A Inglaterra concordou apenas com a inclusão das áreas das bacias do Cotingo e do Maú. Essa disputa diplomática se prolongou até 1898, até que o Brasil aceitou submeter a questão ao governo italiano, o qual atuaria como árbitro. O Brasil fez duas contrapropostas, e a Inglaterra outras três. 

A decisão foi tomada em 1904 pelo rei italiano. Com ela, o Brasil perdeu 19.630km², que foram entregues à Inglaterra. 

Maduro quer suspender concessões da Guiana a petroleiras

Na disputa atual, o regime de Nicolás Maduro argumenta que o rio Essequibo é a fronteira natural, como em 1777, quando a Venezuela era colônia espanhola, e apela ao acordo de Genebra, assinado em 1966 antes da independência da Guiana do Reino Unido, que estabelecia as bases para uma solução negociada e anulava um laudo de 1899, que fixou os limites atuais. A Guiana defende esse laudo e pede que seja ratificado pela CIJ.

A disputa por Essequibo reacendeu depois que a companhia norte-americana ExxoMobil descobriu grandes reservas de petróleo na região, em 2015. O cenário piorou quando a Guiana autorizou, em outubro, seis empresas petrolíferas – incluindo a Exxon e a francesa TotalEnergy –, a explorarem petróleo na região. 

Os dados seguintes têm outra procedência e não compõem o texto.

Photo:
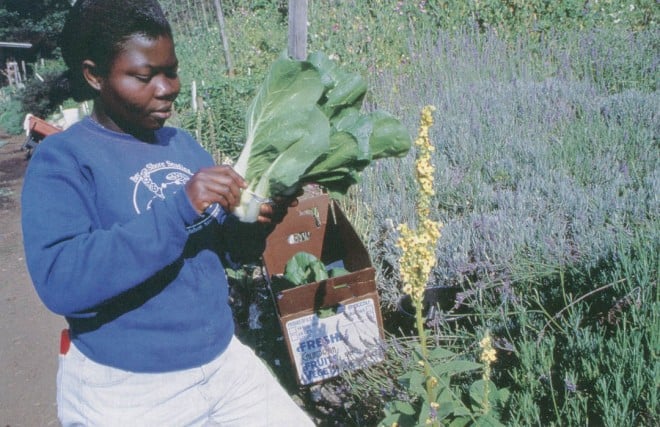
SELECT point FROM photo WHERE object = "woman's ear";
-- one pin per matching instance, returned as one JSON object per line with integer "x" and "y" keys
{"x": 91, "y": 74}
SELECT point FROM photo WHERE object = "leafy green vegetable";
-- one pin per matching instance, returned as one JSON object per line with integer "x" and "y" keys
{"x": 304, "y": 268}
{"x": 305, "y": 126}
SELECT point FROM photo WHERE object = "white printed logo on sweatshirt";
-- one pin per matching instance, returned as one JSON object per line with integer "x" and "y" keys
{"x": 157, "y": 181}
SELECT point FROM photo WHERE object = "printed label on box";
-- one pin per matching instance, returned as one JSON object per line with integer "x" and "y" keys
{"x": 324, "y": 347}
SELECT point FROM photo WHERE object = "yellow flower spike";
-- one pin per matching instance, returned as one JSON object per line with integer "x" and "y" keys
{"x": 418, "y": 245}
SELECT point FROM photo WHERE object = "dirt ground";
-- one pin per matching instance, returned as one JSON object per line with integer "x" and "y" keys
{"x": 29, "y": 333}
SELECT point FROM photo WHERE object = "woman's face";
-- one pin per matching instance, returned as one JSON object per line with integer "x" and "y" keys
{"x": 137, "y": 95}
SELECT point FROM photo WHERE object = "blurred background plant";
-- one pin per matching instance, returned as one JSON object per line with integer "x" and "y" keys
{"x": 547, "y": 182}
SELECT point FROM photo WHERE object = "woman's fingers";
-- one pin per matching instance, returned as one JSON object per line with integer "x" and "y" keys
{"x": 216, "y": 184}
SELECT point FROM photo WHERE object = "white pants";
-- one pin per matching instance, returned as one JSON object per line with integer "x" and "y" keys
{"x": 235, "y": 389}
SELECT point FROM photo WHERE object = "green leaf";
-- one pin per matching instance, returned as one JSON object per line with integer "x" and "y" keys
{"x": 440, "y": 353}
{"x": 304, "y": 268}
{"x": 305, "y": 126}
{"x": 456, "y": 367}
{"x": 404, "y": 407}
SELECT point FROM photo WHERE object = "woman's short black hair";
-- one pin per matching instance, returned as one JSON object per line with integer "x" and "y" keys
{"x": 97, "y": 30}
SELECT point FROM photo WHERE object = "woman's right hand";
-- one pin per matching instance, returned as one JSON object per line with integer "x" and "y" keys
{"x": 215, "y": 184}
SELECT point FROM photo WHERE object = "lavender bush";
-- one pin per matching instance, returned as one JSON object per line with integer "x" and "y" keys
{"x": 533, "y": 169}
{"x": 547, "y": 182}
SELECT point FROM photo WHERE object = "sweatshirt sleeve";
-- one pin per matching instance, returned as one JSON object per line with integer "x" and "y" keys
{"x": 74, "y": 264}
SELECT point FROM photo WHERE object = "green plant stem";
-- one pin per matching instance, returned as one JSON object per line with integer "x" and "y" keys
{"x": 419, "y": 317}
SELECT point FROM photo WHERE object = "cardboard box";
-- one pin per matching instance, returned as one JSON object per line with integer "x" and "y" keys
{"x": 321, "y": 345}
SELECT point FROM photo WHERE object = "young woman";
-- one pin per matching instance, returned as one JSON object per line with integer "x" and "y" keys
{"x": 127, "y": 224}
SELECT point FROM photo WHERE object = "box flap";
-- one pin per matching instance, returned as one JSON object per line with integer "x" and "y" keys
{"x": 301, "y": 231}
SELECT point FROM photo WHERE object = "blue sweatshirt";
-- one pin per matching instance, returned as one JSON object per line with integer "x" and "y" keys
{"x": 113, "y": 243}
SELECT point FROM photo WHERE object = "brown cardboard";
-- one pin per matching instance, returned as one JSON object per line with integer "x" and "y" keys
{"x": 319, "y": 347}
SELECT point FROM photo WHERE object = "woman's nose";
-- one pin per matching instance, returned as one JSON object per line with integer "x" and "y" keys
{"x": 167, "y": 87}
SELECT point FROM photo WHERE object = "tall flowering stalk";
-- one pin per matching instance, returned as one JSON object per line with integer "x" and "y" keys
{"x": 488, "y": 357}
{"x": 418, "y": 245}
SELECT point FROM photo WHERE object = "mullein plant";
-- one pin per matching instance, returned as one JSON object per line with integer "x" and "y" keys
{"x": 430, "y": 400}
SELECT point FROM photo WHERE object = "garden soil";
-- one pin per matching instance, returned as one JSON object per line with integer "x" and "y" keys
{"x": 29, "y": 333}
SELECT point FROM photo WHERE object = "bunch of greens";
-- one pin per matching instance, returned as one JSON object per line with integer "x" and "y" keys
{"x": 305, "y": 125}
{"x": 305, "y": 268}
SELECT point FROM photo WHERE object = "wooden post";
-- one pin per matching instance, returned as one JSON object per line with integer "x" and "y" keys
{"x": 298, "y": 29}
{"x": 223, "y": 36}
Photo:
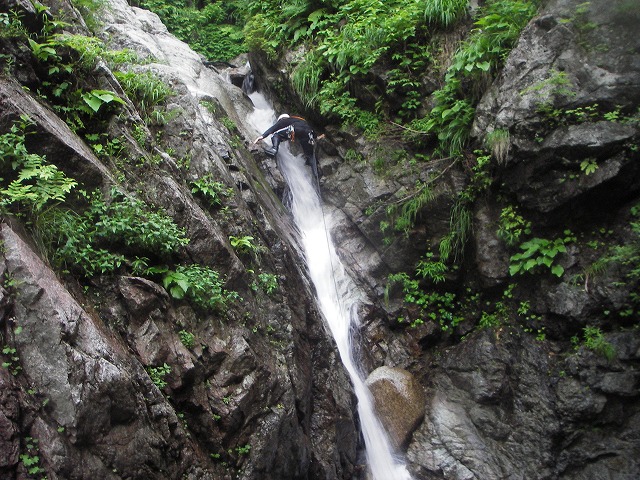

A Guiana tem as maiores reservas de petróleo per capita do mundo, enquanto a Venezuela tem as maiores reservas absolutas, mas sua capacidade de produção caiu de 3,4 milhões de barris para apenas 700 mil por dia devido ao colapso da PDVSA, que viu a capacidade de produção despencar por causa da falta de investimento, com a crise econômica que assola todos os setores do país.

Estima-se que na Guiana haja reservas de 11 bilhões de barris de petróleo. A parte mais significativa é “offshore”, ou seja, no mar, perto de Essequibo. Um consórcio liderado pela Exxon Mobil começou a produzir petróleo na costa da Guiana no final de 2019, e as exportações começaram em 2020. Isso levou a Guiana a se tornar o país sul-americano que mais cresce nos últimos anos em números econômicos.

Sabendo das licenças para extração de petróleo em Essequibo, Maduro marcou o plebiscito realizado em 3 de dezembro. E, em meio às medidas anunciadas dois dias depois, Maduro propôs uma lei especial para “proibir” a contratação destas empresas petroleiras que operam sob concessões concedidas pela Guiana. “Proponho [dar] três meses a todas essas empresas para se retirarem dessas operações no mar a delimitar, três meses”, disse. No entanto, afirmou, “estamos abertos a conversar”.